Conséquence directe de cette prise de conscience soudaine, tout mon corps, ma parole et mon esprit ont conspiré avec joie pour délivrer ce message clair : « Tu êtes guérie. » Pendant des années, je n’avais jamais consciemment reconnu le dépassement de ce qui avait été diagnostiqué comme une sclérose en plaques. Le moment était venu.

J’ai relancé la lecture… et continué à regarder ce reportage exceptionnel. Au cours de décennies de pratique, je m’attendais – et pour être honnête, j'en suis de plus en plus témoin – à l’émergence de la culture et des valeurs bouddhistes dans différents domaines : Santé, Art, Affaires, Éducation, Écologie…

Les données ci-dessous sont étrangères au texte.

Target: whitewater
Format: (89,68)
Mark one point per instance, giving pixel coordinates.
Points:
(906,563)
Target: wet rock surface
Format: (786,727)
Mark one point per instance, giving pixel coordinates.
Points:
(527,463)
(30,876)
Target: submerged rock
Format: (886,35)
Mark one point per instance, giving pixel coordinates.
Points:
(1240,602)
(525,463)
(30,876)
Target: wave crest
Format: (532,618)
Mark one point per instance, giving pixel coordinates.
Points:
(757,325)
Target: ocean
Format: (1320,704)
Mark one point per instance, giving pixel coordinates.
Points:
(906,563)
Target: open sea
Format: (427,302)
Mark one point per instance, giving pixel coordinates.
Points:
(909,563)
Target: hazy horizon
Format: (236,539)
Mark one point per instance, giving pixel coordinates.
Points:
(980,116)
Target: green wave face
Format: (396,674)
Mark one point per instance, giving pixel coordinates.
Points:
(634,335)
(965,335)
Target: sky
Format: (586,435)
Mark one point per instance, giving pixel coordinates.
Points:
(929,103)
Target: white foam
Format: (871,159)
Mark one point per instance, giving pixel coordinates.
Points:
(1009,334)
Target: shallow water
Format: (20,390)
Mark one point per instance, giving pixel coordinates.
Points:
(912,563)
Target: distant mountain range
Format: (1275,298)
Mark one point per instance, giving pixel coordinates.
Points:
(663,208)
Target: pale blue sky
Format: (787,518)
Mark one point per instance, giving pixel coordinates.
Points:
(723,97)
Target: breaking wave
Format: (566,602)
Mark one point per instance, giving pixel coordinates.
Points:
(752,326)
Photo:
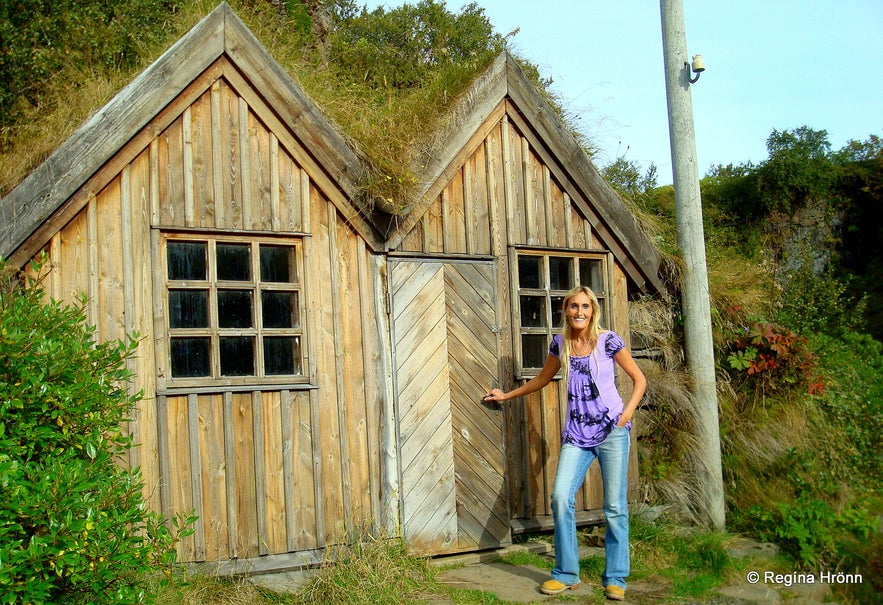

Le modèle fondé dans l’Arunachal Pradesh semble être l’un des écosystèmes les plus avancés à ma connaissance qui manifeste si intégralement cette vision. L'aboutissement d'une aspiration fondée sur l’Éthique, la Solidarité, l’Amour et la Compassion n’est pas une utopie imaginaire. Elle existe dans ce monde et s'appelle la "Communauté des Enfants Jhamtse Gatsal".


Je ressens une infinie gratitude envers Lobsang Phuntsok, le conseil d'administration et l'équipe de Jhamtse Gatsal, ainsi que Tashi et tous ses frères et sœurs… non seulement pour m'avoir conduite à de profondes réalisations personnelles, mais surtout pour avoir manifesté dans cette réalité, un mandala si beau et si inspirant.

Puisse-t-il devenir le simple point d’un hologramme plus global qui mettra notre planète en accord avec une nouvelle fréquence.